PECS and Other Visual Communication Strategies in Autism, Second Edition

Foreword Review

A child literally bangs her head against a wall in frustration. She wants something, but can’t seem to tell anyone what it is. Her mother gently but firmly pulls her into her arms to protect her little girl as her heart aches. It’s not an unheard of scene in the autism community. And it’s one that strengthens anew a parent’s resolve to find a way to better communicate with their child who has autism.

In their book A Picture’s Worth, Dr. Andy Bondy and Lori Frost explain the Picture Exchange Communication System, which assists children with autism in sharing their thoughts and needs. Better communication promotes richer relationships for everyone, as well as greater safety and increased comfort for the child. Bondy and Frost offer parents (and teachers and therapists) realistic hope that better communication may be possible as well as practical advice for how to achieve that goal.

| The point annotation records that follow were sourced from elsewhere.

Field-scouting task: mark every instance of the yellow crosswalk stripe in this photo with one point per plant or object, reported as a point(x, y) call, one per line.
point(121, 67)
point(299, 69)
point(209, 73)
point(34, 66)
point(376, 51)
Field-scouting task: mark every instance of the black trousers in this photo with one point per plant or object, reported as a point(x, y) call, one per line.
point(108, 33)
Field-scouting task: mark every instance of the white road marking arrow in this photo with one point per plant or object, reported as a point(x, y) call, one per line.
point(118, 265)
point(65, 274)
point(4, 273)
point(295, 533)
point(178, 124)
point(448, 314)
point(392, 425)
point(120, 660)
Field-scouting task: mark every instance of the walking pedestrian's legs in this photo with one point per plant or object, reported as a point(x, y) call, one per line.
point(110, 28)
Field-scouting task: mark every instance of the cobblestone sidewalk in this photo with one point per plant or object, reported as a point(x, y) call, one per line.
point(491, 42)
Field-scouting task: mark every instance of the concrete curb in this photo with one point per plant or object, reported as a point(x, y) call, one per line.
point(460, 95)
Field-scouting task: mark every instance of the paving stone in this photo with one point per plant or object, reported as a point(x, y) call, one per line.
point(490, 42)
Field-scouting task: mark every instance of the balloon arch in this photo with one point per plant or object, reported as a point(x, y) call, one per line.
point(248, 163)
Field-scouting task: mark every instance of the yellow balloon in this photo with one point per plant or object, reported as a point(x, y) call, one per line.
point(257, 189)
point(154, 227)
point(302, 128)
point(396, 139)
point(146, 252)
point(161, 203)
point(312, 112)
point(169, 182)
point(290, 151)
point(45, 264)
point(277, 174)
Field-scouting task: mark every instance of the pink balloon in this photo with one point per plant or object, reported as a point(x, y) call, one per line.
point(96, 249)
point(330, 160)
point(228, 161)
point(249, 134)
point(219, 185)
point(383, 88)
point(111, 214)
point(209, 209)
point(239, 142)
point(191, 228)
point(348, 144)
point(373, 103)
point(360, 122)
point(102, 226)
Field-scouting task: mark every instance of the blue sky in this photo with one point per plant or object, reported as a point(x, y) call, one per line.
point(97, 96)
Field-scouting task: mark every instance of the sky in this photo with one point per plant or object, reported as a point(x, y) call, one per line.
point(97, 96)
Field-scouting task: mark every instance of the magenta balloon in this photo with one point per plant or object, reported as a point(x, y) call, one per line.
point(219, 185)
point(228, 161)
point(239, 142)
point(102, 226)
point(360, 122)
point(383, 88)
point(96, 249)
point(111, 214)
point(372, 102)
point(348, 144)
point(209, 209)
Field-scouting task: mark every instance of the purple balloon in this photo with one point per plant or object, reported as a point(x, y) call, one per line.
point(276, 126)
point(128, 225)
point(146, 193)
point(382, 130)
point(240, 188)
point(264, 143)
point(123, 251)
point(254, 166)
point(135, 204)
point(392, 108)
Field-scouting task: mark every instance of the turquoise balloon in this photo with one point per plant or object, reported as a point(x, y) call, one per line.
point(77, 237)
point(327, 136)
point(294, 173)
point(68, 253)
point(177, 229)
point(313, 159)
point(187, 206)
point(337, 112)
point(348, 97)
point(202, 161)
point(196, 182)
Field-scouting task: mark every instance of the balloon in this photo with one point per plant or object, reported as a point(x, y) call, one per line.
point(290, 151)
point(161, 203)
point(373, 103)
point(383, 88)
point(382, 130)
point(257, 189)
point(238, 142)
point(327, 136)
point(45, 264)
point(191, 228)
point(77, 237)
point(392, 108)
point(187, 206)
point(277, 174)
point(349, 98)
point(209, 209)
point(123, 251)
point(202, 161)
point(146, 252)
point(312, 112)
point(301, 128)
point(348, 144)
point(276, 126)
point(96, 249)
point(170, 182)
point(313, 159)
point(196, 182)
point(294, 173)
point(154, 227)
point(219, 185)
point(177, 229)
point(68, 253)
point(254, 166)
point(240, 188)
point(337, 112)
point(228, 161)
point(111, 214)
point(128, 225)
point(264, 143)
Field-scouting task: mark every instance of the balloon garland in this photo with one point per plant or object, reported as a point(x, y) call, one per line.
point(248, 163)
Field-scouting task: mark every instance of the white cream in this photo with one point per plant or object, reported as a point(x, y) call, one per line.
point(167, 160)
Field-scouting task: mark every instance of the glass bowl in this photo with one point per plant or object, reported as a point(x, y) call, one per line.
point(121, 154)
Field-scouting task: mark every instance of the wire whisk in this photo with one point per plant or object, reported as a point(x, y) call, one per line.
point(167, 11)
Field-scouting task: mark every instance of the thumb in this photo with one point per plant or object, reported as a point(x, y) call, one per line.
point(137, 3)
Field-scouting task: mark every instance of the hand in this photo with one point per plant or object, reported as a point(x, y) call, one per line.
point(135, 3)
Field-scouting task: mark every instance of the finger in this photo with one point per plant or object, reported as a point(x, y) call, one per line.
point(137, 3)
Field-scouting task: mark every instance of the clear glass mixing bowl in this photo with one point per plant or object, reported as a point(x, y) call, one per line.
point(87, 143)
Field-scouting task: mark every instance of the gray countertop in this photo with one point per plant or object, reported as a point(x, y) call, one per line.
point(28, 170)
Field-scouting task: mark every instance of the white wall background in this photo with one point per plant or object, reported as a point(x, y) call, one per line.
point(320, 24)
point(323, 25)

The authors detail the communication system they created, in which children use pictures to help them communicate. They share how and when to train a child in this system. They explain the training process, how to evaluate results, and how to gradually increase the richness of the communication. As they do so, they are hopeful, but clear and realistic about expectations for results. Along the way, they allow plenty of room for differences between children, celebrate even small successes, and encourage continued growth. And throughout, they share plenty of true-to-life stories that highlight the struggles and joys of working with children who have communication challenges.

Bondy is a behavior analyst, while Frost is a speech language pathologist. Their various specialties merge seamlessly to provide a comprehensive understanding of the needs of children with autism. They’ve been working with such children and their families for years. Their sensitivity, expertise, and insights shine through on every page.

While the stories included draw the reader in, the book does sound a bit like a textbook at times. But that’s minimal and to be expected in a manual as instructional as this one. Generally, the authors provide solid, easy-to understand advice that anyone can follow. They are clear that every child is different and that no single strategy will work in every situation, or work to the same extent. Nevertheless, A Picture’s Worth offers a shining light for parents and teachers looking for a way to break through barriers and enrich relationships with their children.